A lesson in synthesis of details, from Timothy J. Gilfoyle's A Pickpocket's Tale: The Underworld of Nineteenth-Century New York:
In the final decades of the nineteenth century, the opium dens of Chinatown facilitated and represented an ill-defined, inarticulate bohemian world. While this intercultural milieu fostered little intellectual debate, displayed less middle-class self-consciousness, and attracted fewer females compared with Greenwich Village bohemia after 1900, it nevertheless embodied a liminal space fostering an ethic of mutuality, hedonism, and fantasy. The bohemia George Appo confronted in these early opium dens at once conveyed an exotic and erotic "Orientalism" alongside a "rough," male underworld. In Gotham's opium dens pickpockets like Appo met their "genteel" Victorian counterparts.

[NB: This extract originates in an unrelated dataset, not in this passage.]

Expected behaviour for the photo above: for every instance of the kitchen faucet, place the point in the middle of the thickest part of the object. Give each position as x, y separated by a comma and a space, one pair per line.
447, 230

Respectable actors, actresses, artists, and "clubmen" fraternized with sneak thieves, confidence men, and prostitutes. Evoking an ambiance of Asian mystery, this hidden subculture was devoted to the pleasures of the pipe and the body. Opium smoking then gave birth to a distinct American bohemia.
This called to my mind a hundred years of fringe-dweller imagery -- beaded curtains, orgies, koans, Theosophy, incense, tribal body ornamentation, African masks, seances, and the guy who seems cool but steals your stash -- and reassembled it. I had some idea of the relationship of criminal life to bohemianism, thanks in large part to Luc Sante and my own experience, but Gilfoyle's elegant generalization gathered in what I knew and tied a nice bow on it.

Good writers can work either end of the telescope.